The conflict between these two thought-systems, in my existence, is ongoing and without conclusion, apparently until I conclude that existence, at which point I will either know, or I will simply not exist except for the remaining, momentary negentropic energies I temporarily harnessed while be-ing a transitory form of Life.
I think we share that ambivalence, you with a bit more faith(?) in the potential for altruistic relief within the species.
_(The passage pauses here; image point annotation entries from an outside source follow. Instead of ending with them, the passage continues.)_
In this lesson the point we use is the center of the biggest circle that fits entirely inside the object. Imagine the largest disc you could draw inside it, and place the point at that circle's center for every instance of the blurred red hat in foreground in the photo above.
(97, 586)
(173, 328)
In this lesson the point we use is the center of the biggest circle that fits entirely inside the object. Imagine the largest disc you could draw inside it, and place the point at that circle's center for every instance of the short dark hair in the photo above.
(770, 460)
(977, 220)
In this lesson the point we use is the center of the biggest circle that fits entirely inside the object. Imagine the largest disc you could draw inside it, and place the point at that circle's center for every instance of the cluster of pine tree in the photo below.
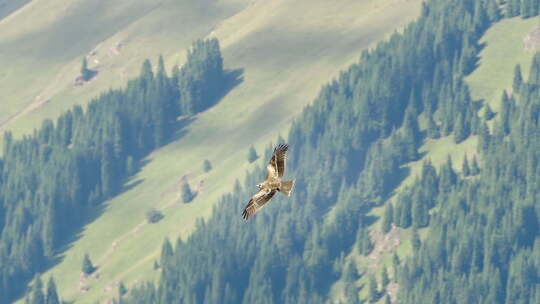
(51, 179)
(347, 152)
(484, 245)
(37, 295)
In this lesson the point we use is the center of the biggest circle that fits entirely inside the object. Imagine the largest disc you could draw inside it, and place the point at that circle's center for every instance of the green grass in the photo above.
(287, 49)
(503, 49)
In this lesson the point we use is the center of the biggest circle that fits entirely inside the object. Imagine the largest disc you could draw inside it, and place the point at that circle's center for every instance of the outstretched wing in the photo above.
(257, 202)
(276, 166)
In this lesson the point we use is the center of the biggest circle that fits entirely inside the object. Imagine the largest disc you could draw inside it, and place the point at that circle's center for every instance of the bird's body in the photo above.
(272, 184)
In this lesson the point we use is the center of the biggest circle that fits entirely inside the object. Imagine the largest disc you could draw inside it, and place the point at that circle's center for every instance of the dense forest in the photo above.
(52, 180)
(347, 152)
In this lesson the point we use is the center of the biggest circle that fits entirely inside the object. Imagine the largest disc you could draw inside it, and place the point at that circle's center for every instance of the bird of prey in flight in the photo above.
(272, 184)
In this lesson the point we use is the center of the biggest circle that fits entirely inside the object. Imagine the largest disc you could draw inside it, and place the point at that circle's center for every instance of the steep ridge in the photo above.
(284, 58)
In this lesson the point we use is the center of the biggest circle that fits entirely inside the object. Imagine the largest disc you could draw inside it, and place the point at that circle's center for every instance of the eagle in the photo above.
(272, 184)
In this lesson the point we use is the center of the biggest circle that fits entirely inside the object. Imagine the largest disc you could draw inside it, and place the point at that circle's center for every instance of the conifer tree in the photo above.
(87, 266)
(488, 113)
(252, 154)
(475, 169)
(465, 169)
(385, 279)
(207, 166)
(52, 294)
(187, 195)
(86, 73)
(518, 79)
(373, 291)
(122, 290)
(388, 217)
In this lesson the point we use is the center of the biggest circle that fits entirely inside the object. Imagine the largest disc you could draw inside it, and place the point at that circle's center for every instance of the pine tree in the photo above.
(373, 292)
(52, 294)
(36, 292)
(86, 73)
(415, 240)
(388, 217)
(187, 195)
(493, 11)
(87, 266)
(488, 112)
(252, 154)
(475, 169)
(207, 166)
(385, 279)
(518, 79)
(365, 246)
(433, 129)
(484, 138)
(465, 170)
(122, 290)
(395, 265)
(351, 273)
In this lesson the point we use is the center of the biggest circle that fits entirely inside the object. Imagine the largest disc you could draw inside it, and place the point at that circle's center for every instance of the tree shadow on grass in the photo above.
(179, 128)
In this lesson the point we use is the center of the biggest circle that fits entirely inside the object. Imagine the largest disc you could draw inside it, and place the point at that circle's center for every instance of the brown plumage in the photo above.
(272, 184)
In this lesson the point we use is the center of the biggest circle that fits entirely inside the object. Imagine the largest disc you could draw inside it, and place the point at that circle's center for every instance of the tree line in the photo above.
(347, 152)
(51, 179)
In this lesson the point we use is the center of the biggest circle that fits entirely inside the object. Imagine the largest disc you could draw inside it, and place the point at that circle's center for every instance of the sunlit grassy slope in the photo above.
(287, 50)
(503, 48)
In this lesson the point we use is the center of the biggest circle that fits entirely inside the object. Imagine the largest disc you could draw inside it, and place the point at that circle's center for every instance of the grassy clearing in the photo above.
(503, 49)
(287, 49)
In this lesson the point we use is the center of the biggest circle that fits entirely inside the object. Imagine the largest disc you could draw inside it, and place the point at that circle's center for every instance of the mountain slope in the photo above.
(284, 60)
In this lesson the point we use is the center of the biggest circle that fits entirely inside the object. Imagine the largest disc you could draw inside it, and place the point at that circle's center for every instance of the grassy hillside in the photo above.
(503, 48)
(286, 50)
(42, 53)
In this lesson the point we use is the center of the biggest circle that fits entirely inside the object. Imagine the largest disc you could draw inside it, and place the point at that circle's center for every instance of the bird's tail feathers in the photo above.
(287, 187)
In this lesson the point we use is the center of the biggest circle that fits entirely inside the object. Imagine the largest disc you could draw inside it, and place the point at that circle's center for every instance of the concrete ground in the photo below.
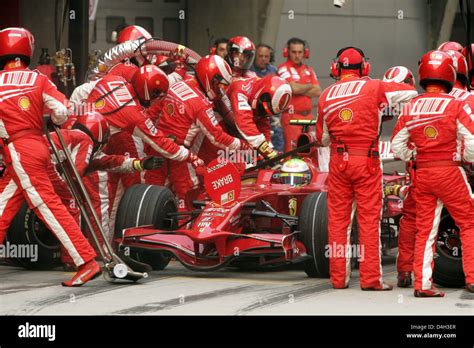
(177, 290)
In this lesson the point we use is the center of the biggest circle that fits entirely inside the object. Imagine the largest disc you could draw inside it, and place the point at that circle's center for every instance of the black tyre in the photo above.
(27, 231)
(448, 269)
(314, 234)
(147, 205)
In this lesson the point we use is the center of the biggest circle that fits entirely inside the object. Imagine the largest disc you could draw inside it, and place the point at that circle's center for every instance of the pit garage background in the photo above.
(391, 32)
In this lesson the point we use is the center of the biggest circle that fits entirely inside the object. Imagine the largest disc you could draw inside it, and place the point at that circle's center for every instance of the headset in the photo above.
(364, 66)
(217, 42)
(272, 52)
(297, 41)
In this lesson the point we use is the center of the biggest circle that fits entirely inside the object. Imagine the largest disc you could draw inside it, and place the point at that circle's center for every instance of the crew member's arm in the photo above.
(207, 122)
(315, 90)
(395, 94)
(146, 130)
(322, 132)
(465, 128)
(55, 101)
(246, 126)
(123, 164)
(400, 140)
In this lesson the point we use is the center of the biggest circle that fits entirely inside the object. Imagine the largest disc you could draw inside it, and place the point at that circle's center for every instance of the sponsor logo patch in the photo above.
(24, 103)
(100, 104)
(431, 132)
(346, 115)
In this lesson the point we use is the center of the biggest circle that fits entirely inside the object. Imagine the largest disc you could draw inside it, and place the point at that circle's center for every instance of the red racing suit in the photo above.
(80, 146)
(407, 235)
(349, 119)
(236, 109)
(437, 123)
(115, 99)
(188, 118)
(23, 95)
(301, 106)
(253, 128)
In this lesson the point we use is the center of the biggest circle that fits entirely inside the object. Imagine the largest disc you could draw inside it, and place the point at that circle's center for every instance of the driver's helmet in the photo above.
(295, 172)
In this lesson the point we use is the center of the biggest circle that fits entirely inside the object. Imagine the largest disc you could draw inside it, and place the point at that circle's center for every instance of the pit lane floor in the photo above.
(177, 290)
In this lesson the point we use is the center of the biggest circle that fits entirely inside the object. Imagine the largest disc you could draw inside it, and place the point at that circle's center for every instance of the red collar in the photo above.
(296, 66)
(14, 65)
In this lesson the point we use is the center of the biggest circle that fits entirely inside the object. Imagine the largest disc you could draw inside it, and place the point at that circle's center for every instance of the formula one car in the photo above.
(259, 219)
(268, 223)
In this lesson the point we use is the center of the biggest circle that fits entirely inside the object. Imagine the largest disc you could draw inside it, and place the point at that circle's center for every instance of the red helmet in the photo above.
(351, 58)
(460, 65)
(16, 43)
(399, 74)
(132, 33)
(450, 46)
(212, 72)
(437, 66)
(272, 95)
(240, 52)
(94, 125)
(464, 53)
(150, 82)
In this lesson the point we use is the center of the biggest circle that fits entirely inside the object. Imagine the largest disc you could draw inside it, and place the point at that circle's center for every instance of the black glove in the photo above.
(148, 163)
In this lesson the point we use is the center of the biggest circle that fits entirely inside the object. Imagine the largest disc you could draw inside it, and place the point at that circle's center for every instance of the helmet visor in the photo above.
(295, 179)
(242, 60)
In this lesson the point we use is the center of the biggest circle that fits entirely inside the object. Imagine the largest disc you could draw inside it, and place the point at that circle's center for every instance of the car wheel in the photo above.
(147, 205)
(28, 232)
(314, 234)
(448, 269)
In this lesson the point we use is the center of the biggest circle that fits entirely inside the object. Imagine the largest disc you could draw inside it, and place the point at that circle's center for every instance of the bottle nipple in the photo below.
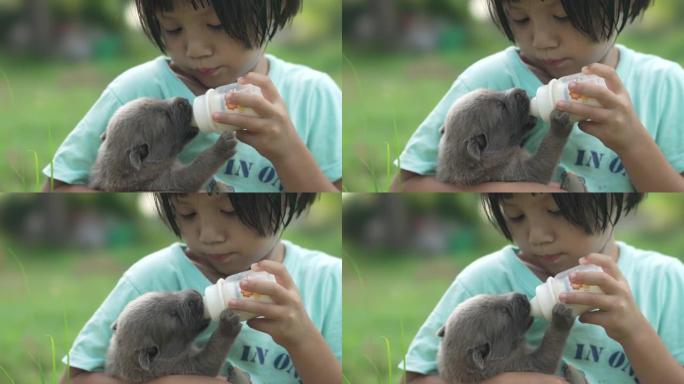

cheers, John On 4/17/24 9:36 AM, Brian Holmes via nettime-l wrote:
MP asked: "Or everything is natural in our culture?" I am currently reading about biomimicry. You probably know a lot about it, curious to hear your ideas. The concept suggests both a distance between humans and nature, and a possible rapprochement. To me that's intuitive. I can't accept the idea that there is no difference between humanity and nature. Sure, if you adopt a (fictional) distance of a million miles away, then our little planet is going through a typical, natural ecological overshoot phenomenon that will lead to a typical, natural period of forest fires, rising oceans and perhaps eventual disappearance of water and oxygen. But as a situated being, I see an ever-diversifying and intricately self-regulating biological world that is mostly subject to intrusive human violence, but which can also be understood, imitated, stewarded and so on. Conversely, the full-on postmodern idea that humanity has artificialized everything and nature is a social construct seems to me wrong and disproven by the storms of the Anthropocene. This is why I really appreciate Christian's statement that "whatever we mean by nature it is necessary to keep the discussion about the meaning of 'nature' possible." Nature is somehow an Other with whom we must compose. Which doesn't just mean leaving it alone. When the American agronomist Wes Jackson proposed "nature as measure," it was in view of transforming the agricultural system through the creation of perennial grains. Biomimicry, in short.